Wednesday, November 16, 2011

The First 15 Minutes Project #12: Richard Boyle



Richard Boyle in Salvador

  1. Rapid-fire montage of newsreel-style footage of a massacre in El Salvador. Thriller music plays.
  2. A news report tells us about what’s going on in El Salvador.
  3. Boyle is woken up by three things: this news report, this baby crying, and the landlord knocking on the door. His baby’s mother cries and says she can’t live like this anymore.
  4. Later, using the payphone in the hall while others wait for the phone, Boyle begs various news agencies for a press pass to go drum up some news in El Salvador before it blows up. He brags about the various heroic newsgathering jobs he’s done in the past: the last American journalist out of Cambodia, etc. A friend is heading for the airport but agrees to loan him $500 if he can get there in time.
  5. Boyle speeds across San Francisco, gets pulled over. He has not license or registration and several tickets have gone to warrant. He’s arrested.
  6. In jail, Boyle is bailed out by his DJ friend Doctor Rock, who spends a lot to get Boyle and his car released, on the condition that Boyle take him to get his dog out of a pound.
  7. Boyle and Dr. Rock drive across town. They complain about yuppied women. Boyle prefers Latin women, who are kind and understanding. It turns out that they’ve both been kicked out and planned on crashing with the other. They complain about the yuppie cars on the road.
  8. They show up at the pound. They explain that they put Dr. Rock’s dog to sleep. “That was my only relationship! My best friend! Seven years! My marriage only lasted five!”
  9. They go to Boyle’s place. His wife has gone back to Italy to her parents, leaving only the TV and a dirty diaper in the crib. “It was a marriage made in hell. I sure am gonna miss my boy. (shrugs) Maybe she’ll be back.” Dr. Rock jokes: “Sure. Who could leave all this?”
  10. Back on the highway, Boyle suggests that they roadtrip down to Guatemala. “Why?” “Why not? No cops. No laws. Sun. It’s cheap. No yuppies. Great dope.” They toss an empty beer can on the highway.
  11. As they drive through Mexico: “Look at you. You’re a walking museum of the ‘60s.” “What the fuck are you?” “I am a forward thinking human being! I know about life because I explore things. Being a journalist, you’re in touch with reality.” “You come off with this journalist bullshit all the time. I haven’t seen one goddamn thing that you’ve written.” “I wrote a book” “That was ten years ago!”
  12. They enter El Salvador. “You said Guatemala! You never said anything about El Salvador! They kill people here, Boyle!” “You believe everything you read in the papers? You’ll love it! C’mon doc, this is my last chance, man. I’m serious, if I get some good combat shots for AP I can make some money. Pay you back!” “You’d better pay me back!” (Boyle is smoking a joint as he drive, Dr. Rock is washing down pills with alcohol.) “We could go to Los Libertas, best surfing beach in the world. You can drive drunk! Get anyone killed for 50 bucks!” “I don’t want to get anybody killed” “Where else can you get a virgin to sit on your face for seven bucks??” That finally convinces Dr. Rock to stay.
  13. They come across soldiers who have just killed some people. “Who are these clowns” “Traffic accident.” Then Rock sees a burning corpse on the side of the road. “Shit, Boyle!” The death squad realizes that Boyle is a journalist and takes them both into custody. They watch the soldiers kill somebody on the side of the road. Boyle insists that he’s friends with their boss and asks to be taken to him…

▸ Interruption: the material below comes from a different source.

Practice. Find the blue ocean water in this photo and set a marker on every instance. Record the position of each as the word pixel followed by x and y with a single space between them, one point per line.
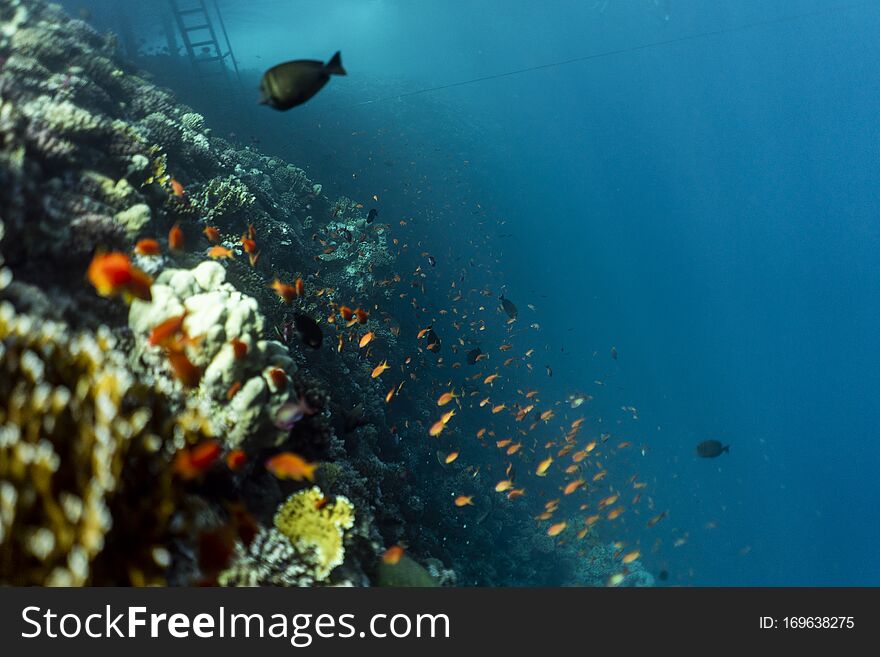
pixel 708 206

This is a classic example of triangulation: no matter how extreme a character is, you can always make him look moderate by putting him in the middle of a spectrum, in which he contrasts favorably with people who are even worse. In order to make Boyle’s reckless journalism seem acceptable, Stone contrasts him with journalists who play it way too safe. In order to get us to accept Boyle’s hedonism, Stone gives him a best friend who is even more reckless.

2 comments:

j.s. said...

Thoroughly enjoying Jerk Week. Not much to add to any of these posts as you're doing your usual bang-up job covering all the bases. I suppose I'm curious about exactly how far a jerk protagonist's sympathy can be ratcheted down before the audience checks out. So I'm hoping you'll end the week with some extreme examples, true antiheroes, like some unrepentant psychopaths and despots.

Matt Bird said...

I've got a big deadline next Monday, so I'll be running Storyteller's Rulebook entries for the next few entries (which are the least labor intensive). That means that this is it for jerk week for now (I was going to do "His Girl Friday" today, but I ran out of time).

One trick I mentioned in my review of "Prick Up Your Ears" (and "Citizen Kane" did this too to a certain extent) is to fracture the narrative, so that you can cover the more likable stuff first, and then backload the more distasteful elements.

As for psychopaths ("American Psycho") and despots ("Nixon") the same answer keeps coming up over and over: class resentment, class resentment, class resentment!